Наблюдая за Жюдит, Ирен видела, что та готова разрыдаться.

Оба они — Жюдит и Аргентинец — становились весьма обременительной для общества парой. Их все чаще и чаще встречали в каком-нибудь укромном уголке, обнявшихся, казалось, со страстью отчаяния.

— Он так несчастен! — говорила молодая женщина, возвращаясь к подругам. — Он сказал, что до встречи со мной его ни на минуту не покидала мысль о смерти. Я спасу его!

— Опять ты связалась с чокнутым, — упрекала ее Моника. — Что это тебе даст? Новые удары? Скоро ты обнаружишь, что он невыносим, склонен к самоубийству, пьяница и еще бог знает что. Ты сломаешься, и нам придется собирать тебя по кусочкам.

— Но я люблю его, — возражала Жюдит, — и он меня любит.

— Когда ты разыгрываешь героиню трагедии, ты пугаешь меня. Я чувствую себя гораздо спокойнее, когда ты изображаешь клоуна.
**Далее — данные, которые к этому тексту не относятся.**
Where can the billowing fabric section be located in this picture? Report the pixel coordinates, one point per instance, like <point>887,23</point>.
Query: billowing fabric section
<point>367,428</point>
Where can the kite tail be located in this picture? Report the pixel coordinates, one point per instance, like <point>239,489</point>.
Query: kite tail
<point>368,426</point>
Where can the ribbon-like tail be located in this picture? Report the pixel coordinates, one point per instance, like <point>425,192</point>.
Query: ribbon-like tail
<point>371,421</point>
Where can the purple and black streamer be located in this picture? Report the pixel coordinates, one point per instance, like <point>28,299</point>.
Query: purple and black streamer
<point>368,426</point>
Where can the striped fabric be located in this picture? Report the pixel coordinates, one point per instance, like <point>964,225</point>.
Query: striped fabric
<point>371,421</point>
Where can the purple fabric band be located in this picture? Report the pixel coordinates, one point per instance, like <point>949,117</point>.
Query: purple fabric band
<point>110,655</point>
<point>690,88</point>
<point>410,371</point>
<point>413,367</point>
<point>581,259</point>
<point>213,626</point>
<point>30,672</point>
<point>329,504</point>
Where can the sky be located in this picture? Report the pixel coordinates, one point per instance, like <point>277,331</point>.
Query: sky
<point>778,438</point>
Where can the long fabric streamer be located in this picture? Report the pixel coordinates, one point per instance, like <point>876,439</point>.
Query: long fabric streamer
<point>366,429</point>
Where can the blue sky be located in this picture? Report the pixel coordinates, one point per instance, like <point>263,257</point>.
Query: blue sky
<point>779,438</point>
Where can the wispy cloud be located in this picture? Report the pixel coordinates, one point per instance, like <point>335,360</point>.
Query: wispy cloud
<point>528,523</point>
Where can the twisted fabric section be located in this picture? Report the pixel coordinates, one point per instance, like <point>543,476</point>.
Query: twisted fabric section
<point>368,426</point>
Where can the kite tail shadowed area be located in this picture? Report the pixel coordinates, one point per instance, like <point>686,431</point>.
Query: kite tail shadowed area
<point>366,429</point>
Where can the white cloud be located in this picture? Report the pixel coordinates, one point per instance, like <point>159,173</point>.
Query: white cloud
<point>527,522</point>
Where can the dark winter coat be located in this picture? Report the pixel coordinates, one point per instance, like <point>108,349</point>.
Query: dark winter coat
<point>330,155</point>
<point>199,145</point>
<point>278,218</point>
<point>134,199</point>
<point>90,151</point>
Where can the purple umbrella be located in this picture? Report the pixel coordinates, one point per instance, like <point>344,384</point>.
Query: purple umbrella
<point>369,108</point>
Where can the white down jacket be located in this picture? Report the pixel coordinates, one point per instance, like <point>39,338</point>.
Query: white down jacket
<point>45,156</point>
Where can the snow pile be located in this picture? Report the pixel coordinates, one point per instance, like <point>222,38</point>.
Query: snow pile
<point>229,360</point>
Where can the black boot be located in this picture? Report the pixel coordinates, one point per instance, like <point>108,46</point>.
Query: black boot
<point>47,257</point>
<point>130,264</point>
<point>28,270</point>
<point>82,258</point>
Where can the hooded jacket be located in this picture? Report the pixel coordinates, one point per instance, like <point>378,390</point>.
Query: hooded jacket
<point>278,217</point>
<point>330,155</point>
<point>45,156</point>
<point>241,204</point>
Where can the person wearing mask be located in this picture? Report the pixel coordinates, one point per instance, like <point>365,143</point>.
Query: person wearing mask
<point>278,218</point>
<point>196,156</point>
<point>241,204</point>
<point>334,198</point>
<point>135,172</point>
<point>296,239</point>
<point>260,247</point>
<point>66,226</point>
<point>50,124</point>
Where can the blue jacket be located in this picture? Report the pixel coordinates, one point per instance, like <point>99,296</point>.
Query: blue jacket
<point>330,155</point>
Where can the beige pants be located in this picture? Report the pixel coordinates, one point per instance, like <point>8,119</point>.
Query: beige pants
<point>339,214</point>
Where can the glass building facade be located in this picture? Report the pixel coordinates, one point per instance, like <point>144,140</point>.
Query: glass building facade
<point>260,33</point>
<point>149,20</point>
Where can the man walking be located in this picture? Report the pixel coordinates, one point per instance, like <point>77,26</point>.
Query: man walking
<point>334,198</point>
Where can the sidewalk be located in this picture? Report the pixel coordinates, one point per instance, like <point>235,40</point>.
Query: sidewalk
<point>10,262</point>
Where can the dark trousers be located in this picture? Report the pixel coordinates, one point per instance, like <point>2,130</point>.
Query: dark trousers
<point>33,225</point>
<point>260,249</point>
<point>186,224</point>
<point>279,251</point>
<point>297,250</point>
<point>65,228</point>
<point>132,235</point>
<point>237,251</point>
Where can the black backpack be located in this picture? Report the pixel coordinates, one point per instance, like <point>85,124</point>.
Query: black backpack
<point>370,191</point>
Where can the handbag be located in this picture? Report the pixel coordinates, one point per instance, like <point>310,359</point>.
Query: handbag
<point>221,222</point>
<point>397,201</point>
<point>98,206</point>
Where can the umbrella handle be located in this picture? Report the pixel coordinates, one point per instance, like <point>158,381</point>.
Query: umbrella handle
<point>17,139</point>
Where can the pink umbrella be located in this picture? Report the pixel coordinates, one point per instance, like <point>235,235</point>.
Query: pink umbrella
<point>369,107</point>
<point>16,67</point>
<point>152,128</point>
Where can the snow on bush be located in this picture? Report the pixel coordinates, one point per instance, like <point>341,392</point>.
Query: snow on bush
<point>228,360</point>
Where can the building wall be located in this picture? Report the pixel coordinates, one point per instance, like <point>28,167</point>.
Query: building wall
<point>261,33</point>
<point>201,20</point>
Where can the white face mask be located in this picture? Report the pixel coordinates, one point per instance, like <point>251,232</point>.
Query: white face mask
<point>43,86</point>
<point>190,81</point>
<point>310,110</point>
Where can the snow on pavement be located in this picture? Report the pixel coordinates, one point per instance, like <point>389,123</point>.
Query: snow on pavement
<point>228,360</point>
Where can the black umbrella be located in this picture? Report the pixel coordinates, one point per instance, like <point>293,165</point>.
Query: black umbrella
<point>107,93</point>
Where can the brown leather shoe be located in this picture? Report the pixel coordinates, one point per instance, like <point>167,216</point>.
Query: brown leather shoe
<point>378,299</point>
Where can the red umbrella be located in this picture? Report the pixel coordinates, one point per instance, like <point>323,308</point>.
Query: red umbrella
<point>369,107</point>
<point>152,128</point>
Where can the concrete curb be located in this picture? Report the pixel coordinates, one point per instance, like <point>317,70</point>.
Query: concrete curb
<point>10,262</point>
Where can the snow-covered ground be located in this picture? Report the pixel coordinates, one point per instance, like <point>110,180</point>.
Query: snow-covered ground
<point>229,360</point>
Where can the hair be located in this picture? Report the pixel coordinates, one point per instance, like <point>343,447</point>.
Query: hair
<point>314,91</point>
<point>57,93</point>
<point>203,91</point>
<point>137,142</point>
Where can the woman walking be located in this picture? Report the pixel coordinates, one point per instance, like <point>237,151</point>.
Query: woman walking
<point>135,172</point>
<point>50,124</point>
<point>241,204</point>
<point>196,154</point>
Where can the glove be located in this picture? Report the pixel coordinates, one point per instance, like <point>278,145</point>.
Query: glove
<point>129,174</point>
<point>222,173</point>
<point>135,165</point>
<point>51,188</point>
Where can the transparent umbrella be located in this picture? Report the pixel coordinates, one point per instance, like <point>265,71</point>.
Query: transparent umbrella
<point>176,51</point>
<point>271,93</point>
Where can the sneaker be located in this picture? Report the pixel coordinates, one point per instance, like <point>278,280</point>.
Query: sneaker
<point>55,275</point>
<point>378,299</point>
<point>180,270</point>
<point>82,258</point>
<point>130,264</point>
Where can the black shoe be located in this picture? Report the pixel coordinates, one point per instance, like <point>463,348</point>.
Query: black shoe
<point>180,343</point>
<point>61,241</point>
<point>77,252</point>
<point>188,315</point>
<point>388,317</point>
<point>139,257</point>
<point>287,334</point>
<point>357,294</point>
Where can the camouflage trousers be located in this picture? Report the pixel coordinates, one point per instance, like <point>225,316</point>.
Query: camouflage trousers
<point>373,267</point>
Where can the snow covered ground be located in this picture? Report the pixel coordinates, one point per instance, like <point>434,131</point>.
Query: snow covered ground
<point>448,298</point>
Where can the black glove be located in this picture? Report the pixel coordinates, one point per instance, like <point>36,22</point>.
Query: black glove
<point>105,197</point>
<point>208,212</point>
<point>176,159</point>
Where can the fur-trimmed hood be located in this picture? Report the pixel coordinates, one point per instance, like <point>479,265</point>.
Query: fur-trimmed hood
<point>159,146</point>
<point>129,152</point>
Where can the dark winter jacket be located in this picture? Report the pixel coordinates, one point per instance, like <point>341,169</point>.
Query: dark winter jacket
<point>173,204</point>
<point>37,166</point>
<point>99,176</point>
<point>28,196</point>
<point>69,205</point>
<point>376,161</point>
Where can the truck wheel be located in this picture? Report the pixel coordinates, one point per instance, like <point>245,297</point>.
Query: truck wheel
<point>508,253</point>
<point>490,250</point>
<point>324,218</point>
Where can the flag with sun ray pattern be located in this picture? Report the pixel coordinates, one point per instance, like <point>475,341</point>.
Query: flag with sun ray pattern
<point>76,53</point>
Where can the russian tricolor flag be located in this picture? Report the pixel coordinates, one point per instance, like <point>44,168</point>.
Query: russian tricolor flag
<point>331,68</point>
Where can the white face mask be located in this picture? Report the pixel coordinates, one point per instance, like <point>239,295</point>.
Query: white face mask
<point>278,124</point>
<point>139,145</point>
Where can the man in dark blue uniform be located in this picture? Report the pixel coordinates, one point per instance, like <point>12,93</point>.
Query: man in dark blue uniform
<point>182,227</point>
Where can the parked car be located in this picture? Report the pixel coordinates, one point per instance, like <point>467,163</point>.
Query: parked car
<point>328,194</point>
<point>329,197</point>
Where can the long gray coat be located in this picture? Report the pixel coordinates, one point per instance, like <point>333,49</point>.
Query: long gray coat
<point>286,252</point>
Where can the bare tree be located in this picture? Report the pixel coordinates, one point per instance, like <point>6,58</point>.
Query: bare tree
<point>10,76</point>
Прежде всего кто он по профессии, этот твой полуаргентинец?

— Профессия? Кажется, его мать из аристократического рода. Вы удивитесь, когда узнаете, что он вовсе не интеллектуал, но он человек серьезный. Он торгует винами. Вы бы сами ни за что не догадались!

— А Крике? — спросила Ирен. — На этот раз ты окончательно решила его бросить?